Isn’t that cute? I’m wearing white in the picture. Yeah… So I finished reading The Woman in White this week, and found it highly entertaining. Although it’s a classic, I found it very exciting and easy to read–it read almost like a soap opera, a crime drama, or an action movie at some parts (an action movie set in the 1800’s). So if you want to seem highly intelligent by reading classic literature in your spare time, while you’re actually just breezing through a mystery novel, this book is the way to go! I found this book to be a very engrossing and fast read, which is sort of perfect for summer–you can feel good about yourself because, if you’re anything like me, you probably want to read some sort of classic this summer, but you don’t want to have to sort through any James Joyce or something equally tiresome and pompous (spoiler alert, I’m not a huge James Joyce fan).
The book opens on our hero, Walter Hartright, who in walking home one night encounters a hysterical and mysterious woman dressed strangely all in white. He helps her secure a ride to her destination, but is unable to find out her name or where she is headed. Mulling this over, he heads for home again, only to overhear two policemen talking about a girl who has escaped from an insane asylum and realizes that he has possible assisted a criminal or dangerous personage. Which is very bad. This sets of a chain of seemingly unconnected events which will make Walter’s life a lot more exciting, to say the least.

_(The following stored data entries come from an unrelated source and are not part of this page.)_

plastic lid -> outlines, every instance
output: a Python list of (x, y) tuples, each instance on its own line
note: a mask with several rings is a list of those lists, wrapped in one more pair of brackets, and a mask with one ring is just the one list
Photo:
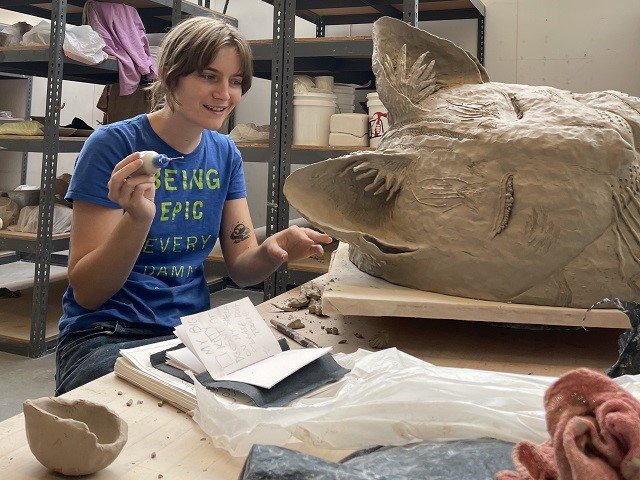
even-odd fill
[(169, 165), (169, 157), (167, 157), (164, 153), (159, 153), (158, 155), (153, 156), (153, 160), (151, 160), (153, 166), (156, 168), (163, 168)]
[(334, 100), (337, 98), (333, 93), (329, 92), (328, 90), (323, 90), (323, 91), (315, 91), (315, 92), (304, 92), (304, 93), (294, 93), (293, 94), (294, 98), (295, 97), (299, 97), (299, 98), (304, 98), (304, 97), (308, 97), (308, 98), (323, 98), (323, 99), (327, 99), (327, 100)]

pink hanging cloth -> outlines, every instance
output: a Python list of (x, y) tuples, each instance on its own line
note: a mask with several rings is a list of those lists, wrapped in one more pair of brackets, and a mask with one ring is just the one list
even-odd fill
[(107, 44), (104, 51), (118, 59), (120, 95), (135, 92), (144, 76), (156, 79), (156, 65), (138, 11), (122, 3), (89, 0), (84, 7), (88, 23)]
[(518, 443), (517, 471), (496, 480), (640, 479), (640, 402), (616, 382), (573, 370), (549, 387), (544, 407), (550, 439)]

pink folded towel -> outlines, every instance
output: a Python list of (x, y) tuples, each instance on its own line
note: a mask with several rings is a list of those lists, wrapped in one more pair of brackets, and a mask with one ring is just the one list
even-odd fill
[(640, 402), (610, 378), (580, 368), (544, 396), (550, 439), (520, 442), (517, 471), (496, 480), (640, 480)]

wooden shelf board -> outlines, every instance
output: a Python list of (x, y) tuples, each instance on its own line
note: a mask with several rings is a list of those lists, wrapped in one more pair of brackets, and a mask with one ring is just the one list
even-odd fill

This book has suspense, intrigue, espionage, murder plots, a love triangle, several cases of assumed and mistaken identities, death, arson, love, and one of my new favorite characters in all of literature (Marian Halcombe). Overall, it’s sure to keep readers on the edge of their seats, and it’s very easy to get through. The writing style is beautiful, and reminds me of Jane Eyre or Wuthering Heights. If you’ve been contemplating reading it, please do.
I’ll leave you with my favorite quote from the book: “One of the rarest of all the intellectual accomplishments that a man can possess, is the grand faculty of arranging his ideas. Immense privilege! I possess it. Do you?”